The two most powerful clairvoyants that Dr. Fukurai studied, Ms. Mifune and Ms. Nagao, both died quite young of inexplicable illness following the experiments. If they too were sensitive to Planck Acceleration, then it seems this condition can be fatal if not carefully treated.
To future researchers in this field: beware of cascading realities.

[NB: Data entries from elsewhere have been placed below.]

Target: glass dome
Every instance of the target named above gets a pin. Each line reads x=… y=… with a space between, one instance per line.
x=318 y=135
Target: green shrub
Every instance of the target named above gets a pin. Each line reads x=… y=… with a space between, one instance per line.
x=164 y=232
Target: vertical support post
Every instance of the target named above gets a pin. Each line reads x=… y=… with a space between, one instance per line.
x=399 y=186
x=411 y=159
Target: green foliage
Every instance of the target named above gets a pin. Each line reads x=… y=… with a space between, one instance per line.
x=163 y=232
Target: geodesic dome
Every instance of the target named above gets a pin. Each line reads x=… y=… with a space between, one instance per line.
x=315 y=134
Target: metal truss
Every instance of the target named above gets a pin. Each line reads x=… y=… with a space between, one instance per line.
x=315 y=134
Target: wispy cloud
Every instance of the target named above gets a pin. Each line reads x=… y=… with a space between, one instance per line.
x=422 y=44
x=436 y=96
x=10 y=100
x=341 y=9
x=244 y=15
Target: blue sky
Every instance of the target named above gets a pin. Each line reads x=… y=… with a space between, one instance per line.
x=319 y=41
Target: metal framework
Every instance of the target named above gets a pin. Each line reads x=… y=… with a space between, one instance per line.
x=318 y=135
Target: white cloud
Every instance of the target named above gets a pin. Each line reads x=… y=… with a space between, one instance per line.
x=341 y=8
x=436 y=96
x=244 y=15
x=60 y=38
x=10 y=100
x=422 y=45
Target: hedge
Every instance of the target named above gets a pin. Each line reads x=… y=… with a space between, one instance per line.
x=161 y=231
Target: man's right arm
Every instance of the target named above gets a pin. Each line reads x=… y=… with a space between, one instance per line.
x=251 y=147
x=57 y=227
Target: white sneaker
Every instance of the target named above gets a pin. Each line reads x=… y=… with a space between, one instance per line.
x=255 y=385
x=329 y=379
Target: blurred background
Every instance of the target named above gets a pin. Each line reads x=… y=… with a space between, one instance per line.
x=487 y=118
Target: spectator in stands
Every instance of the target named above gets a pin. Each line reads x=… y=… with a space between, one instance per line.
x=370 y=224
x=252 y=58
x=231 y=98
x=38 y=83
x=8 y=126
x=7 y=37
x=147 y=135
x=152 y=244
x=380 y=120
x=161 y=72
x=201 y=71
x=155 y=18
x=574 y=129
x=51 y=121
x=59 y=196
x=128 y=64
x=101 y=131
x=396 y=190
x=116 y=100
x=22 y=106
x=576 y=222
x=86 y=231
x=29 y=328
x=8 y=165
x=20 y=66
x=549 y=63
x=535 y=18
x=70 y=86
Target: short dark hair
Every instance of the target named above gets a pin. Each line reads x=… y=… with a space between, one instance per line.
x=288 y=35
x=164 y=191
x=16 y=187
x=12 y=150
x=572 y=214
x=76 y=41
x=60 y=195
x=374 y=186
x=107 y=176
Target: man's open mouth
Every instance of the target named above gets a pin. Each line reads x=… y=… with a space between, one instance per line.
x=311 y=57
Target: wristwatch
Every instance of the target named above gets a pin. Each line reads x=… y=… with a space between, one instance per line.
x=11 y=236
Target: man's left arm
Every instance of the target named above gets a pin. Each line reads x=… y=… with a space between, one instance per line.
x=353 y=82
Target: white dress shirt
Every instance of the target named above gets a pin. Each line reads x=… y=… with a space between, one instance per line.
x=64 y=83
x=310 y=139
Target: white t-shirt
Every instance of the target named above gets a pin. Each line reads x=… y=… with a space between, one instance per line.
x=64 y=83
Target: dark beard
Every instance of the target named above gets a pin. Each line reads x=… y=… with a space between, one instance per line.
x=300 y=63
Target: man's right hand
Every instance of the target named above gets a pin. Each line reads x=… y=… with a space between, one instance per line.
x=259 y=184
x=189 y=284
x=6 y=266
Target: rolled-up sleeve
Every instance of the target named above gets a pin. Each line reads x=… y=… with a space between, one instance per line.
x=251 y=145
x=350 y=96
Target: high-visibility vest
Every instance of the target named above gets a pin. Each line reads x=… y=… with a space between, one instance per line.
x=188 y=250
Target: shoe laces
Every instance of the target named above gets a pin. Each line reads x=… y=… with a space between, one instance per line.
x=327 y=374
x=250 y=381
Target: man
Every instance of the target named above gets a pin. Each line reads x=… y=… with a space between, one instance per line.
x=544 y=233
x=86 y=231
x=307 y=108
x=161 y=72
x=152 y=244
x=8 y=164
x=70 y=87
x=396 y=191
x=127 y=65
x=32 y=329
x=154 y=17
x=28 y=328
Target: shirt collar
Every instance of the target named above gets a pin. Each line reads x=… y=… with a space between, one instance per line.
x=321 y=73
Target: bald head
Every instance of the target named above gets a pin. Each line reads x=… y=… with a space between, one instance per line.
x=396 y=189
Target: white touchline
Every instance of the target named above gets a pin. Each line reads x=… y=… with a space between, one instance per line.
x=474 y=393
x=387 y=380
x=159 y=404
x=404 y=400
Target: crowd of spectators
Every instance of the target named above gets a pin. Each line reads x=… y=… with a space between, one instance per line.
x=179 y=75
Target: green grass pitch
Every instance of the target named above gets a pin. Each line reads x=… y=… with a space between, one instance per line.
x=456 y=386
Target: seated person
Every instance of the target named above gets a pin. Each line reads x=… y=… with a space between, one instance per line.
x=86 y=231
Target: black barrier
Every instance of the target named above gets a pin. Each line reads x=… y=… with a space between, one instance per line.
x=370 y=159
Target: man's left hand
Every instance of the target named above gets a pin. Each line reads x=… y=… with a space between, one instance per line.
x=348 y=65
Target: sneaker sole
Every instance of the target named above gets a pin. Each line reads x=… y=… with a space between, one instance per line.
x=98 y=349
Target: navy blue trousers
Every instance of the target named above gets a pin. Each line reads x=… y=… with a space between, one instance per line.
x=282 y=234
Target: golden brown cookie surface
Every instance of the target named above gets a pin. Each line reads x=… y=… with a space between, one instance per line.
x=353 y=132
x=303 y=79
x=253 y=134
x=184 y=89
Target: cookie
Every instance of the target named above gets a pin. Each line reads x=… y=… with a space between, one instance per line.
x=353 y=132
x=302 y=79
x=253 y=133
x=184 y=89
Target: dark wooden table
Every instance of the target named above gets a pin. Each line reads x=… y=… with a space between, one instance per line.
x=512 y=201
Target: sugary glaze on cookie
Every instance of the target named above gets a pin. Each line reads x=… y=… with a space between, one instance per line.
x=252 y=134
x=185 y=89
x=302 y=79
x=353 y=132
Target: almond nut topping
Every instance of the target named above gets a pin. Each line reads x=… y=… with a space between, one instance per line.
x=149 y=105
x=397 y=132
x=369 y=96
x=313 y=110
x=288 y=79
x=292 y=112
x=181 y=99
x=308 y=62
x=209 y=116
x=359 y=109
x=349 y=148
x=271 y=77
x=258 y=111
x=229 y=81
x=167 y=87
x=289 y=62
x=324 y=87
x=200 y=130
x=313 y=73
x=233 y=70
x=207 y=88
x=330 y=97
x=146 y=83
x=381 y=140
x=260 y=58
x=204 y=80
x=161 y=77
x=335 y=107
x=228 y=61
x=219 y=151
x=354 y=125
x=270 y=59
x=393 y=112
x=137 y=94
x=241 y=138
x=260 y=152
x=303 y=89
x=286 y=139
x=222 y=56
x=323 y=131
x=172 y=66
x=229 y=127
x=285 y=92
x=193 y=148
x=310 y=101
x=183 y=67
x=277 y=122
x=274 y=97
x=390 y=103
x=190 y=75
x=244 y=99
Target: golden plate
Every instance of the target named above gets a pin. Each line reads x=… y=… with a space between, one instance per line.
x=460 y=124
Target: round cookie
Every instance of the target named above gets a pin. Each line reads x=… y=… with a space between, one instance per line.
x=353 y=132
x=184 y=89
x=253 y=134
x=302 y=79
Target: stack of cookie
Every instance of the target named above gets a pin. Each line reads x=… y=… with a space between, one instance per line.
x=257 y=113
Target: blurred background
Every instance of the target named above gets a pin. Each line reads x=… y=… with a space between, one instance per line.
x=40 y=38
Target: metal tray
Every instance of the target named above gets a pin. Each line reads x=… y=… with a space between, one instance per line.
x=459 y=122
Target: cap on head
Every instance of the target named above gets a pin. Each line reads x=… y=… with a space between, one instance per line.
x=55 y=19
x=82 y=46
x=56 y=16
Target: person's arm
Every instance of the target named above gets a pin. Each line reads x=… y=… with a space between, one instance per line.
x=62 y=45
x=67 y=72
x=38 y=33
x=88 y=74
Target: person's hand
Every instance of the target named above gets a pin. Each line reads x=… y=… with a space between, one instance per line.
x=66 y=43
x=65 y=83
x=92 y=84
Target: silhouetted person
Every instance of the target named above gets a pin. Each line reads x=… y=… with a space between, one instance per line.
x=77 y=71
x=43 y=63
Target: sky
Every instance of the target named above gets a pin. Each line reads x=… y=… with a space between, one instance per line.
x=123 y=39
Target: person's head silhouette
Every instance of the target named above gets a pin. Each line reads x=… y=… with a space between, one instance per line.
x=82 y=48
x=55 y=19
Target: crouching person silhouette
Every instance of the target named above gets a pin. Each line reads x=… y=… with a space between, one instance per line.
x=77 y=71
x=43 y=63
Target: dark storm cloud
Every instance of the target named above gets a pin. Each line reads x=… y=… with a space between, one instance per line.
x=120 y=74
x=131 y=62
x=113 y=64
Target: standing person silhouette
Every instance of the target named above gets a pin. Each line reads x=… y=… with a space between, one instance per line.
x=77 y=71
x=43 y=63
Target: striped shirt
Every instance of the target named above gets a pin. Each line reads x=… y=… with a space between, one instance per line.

With the sudden development of computing technology in the late 20th century, Uhlenhuth became interested in observing the phenomenon more closely and thus became intertwined with Harald Hoerwick, a man at the helm of this technological movement. Ms. Uhlenhuth, wanting to escape her condition and form a world of her own design, proposed the creation of a goddess who existed between reality and what Harald hypothesized was the reflection of the collective unconscious, the Net. It was around this same time that she proposed to me the Human Digitalization Plan, codename PROJECT TWILIGHT, in which her own symptoms could be used to “store” humanity digitally in accordance with my own hypothesis on the future of humanity. I must admit, this was quite a radical idea—but it was the only reasonable plan put forth in the short time our organization had been established. However, Ms. Uhlenhuth disappeared shortly after this, and the Goddess was born. The term Ms. Uhlenhuth gave to subjects like herself was “doubleware,” that is, a human whose sensitivity to Planck acceleration could be observed and recorded in an electronic format. Thus, Uhlenhuth was the prototype—the format doubleware.
Since then, there have been no discoveries of any further doubleware subjects.